Individual senators can amend the agenda, but that rarely happens. In fact the senate rarely met in the past year because it could not make quorum, which is sufficient attendance necessary to conduct official business. This means 50 percent plus one of the senate must show up for them to do anything at all.
Aside from approving the budget, the senate proposes and passes resolutions, which have no binding power on the university, but are meant to reflect the voice of the student body.

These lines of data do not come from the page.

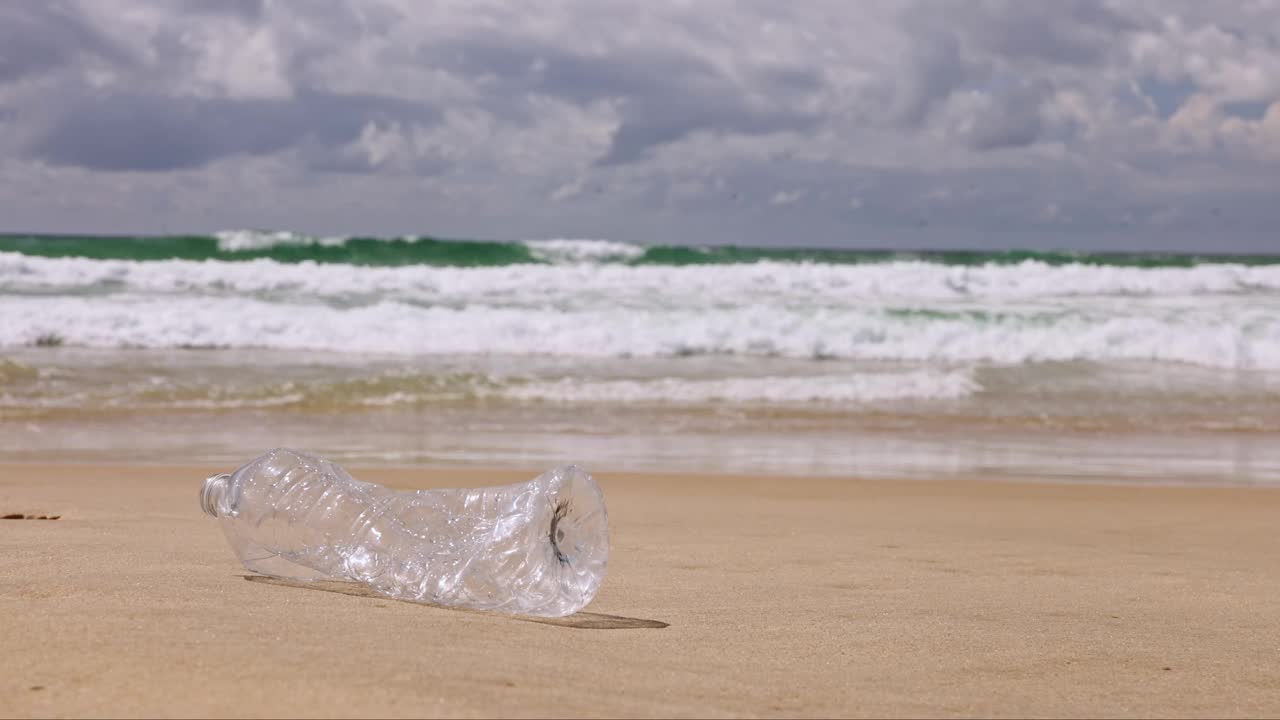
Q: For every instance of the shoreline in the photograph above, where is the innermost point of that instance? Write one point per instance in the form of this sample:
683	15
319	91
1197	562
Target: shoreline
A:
781	596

The senate also votes on recommendations from the evaluation and constitutional review committee.
The law of the land
The Evaluation and Constitutional Review Committee (ECR) serves as the judicial branch of student government. All constitutional complaints are handled by the ECR. The committee consists of three members from the senate and two members at large, which means they are directly appointed by the ASPSU president from the student body without being elected.
Over the past year the ECR has rarely maintained quorum, which for this body means that at least three members must attend a meeting where official business is conducted.
Last year, though, the committee tackled constitutional challenges to the elections guidelines and suggested changes in the constitution based on those complaints.
However, the committee cannot make unilateral changes to the constitution. They only make suggestions, which are then voted on by the student senate.
How do these people
get in office?
In some ways the elections committee also has a very crucial, yet limited role in student government. The committee oversees the promotion and execution of the spring and fall elections.
The spring election is the main event. The ASPSU constitution stipulates that the ASPSU president must appoint an elections committee in the fall. This committee then advertises the election and serves as the screen for candidate eligibility.Potential candidates apply to the committee, which then determines their eligibility. Candidates must be enrolled students and be in good academic standing.Once candidates are officially accepted, the committee has the job of promoting the elections and coordinating how polling will take place. This year elections have gone online. Previously they were tallied with written votes which were counted by Scantron and by hand.
The online elections gave instantaneous results. Security was handled by the office of information technology, which helped set the election up through the Banner system that students use to register for classes.
This year, the committee was not appointed until the week before winter term finals. This left the committee with very little time to advertise the election or to advertise that applications were being accepted.
In a last pitch effort to salvage the situation, the student senate voted to move the election back by a month. However, with the extra time, the turnout still fell around the average for previous elections.
Furthermore, Chris Moller, who won as student fee chair, ran unopposed for the position that determines the fate of student groups, athletics, Smith Center operations and more. About 5 percent of the student body chose the person who will control over $5 million of student fees.